While it should be noted that 77% of workers say their key performance indicators (KPIs) have increased in the past 12 months, 74.3% of customer service agents and representatives say their managers and company do enough to prevent burnout or other mental health issues at work.
Interactions with customer service staff
In addition to asking respondents that work in customer service about their interactions with customers, we also took a look at how they treat fellow customer service representatives.
Results showed that the main reasons for people to contact are website troubles (33%), wanting more information to make a purchase (20.1%), and being dissatisfied with a product or service (16.4%).
Saying “thank you” to someone for the help or trying to help might seem like a ordinary and polite thing to do but according to our results, 81% of those that currently work in a customer service role as an agent, representative, or other, will usually or always thank their customer support worker for their help.
In comparison, just 63.6% of people that haven't previously worked in customer service would say thank you to a customer support worker.
While not saying ‘thank you' might be seen as impolite, our data reveals that 90% of respondents admit that they have “lost their cool” with a customer service agent–even for those in the field. Responses suggest that more than three in 10 (31.5%) admit that they often lose their cool with customer support staff, while 30.9% lost their cool on occasion, and 27.6% say they rarely lose it but have done so. Only 5.7% report having never lost their cool on a call with another customer service rep.
With this in mind, 10.6% of people say that being called or thought of as "a Karen" doesn't influence the way they talk to customer service workers, however, for the vast majority of people (76.5%) this is a concern that goes through their head.
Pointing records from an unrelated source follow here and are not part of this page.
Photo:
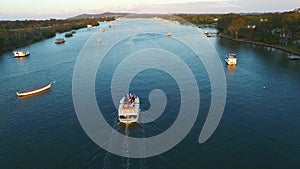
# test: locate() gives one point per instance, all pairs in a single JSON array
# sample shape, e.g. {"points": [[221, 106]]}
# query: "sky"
{"points": [[61, 9]]}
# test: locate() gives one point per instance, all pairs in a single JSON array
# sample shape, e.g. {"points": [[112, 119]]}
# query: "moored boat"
{"points": [[231, 59], [60, 40], [293, 57], [69, 34], [169, 34], [34, 90], [21, 53], [129, 109]]}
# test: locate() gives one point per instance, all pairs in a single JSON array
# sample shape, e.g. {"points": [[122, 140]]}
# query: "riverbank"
{"points": [[262, 44]]}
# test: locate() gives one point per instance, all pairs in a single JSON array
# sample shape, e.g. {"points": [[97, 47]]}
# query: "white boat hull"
{"points": [[34, 91], [129, 113], [21, 53]]}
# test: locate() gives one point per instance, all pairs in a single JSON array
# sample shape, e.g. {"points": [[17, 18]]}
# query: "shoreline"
{"points": [[261, 44]]}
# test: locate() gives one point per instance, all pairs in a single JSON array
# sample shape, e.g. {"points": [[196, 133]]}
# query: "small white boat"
{"points": [[21, 53], [231, 59], [34, 90], [129, 109], [60, 40], [169, 34]]}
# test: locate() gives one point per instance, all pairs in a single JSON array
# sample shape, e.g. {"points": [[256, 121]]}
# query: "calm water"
{"points": [[259, 127]]}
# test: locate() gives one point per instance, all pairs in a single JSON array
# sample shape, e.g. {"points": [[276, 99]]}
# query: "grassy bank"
{"points": [[290, 49]]}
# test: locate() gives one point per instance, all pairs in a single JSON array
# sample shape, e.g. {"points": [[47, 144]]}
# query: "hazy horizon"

Between 10/04/2023 and 10/06/2023, a total of 1,063 adults were surveyed about their work in customer service roles and their interactions with customer services roles. In total, the 1,023 respondents currently or until recently worked in customer service roles.
Respondents were asked a series of questions related to receiving abuse from customers, the reactions and management from their bosses, and how they interact with other customer service workers.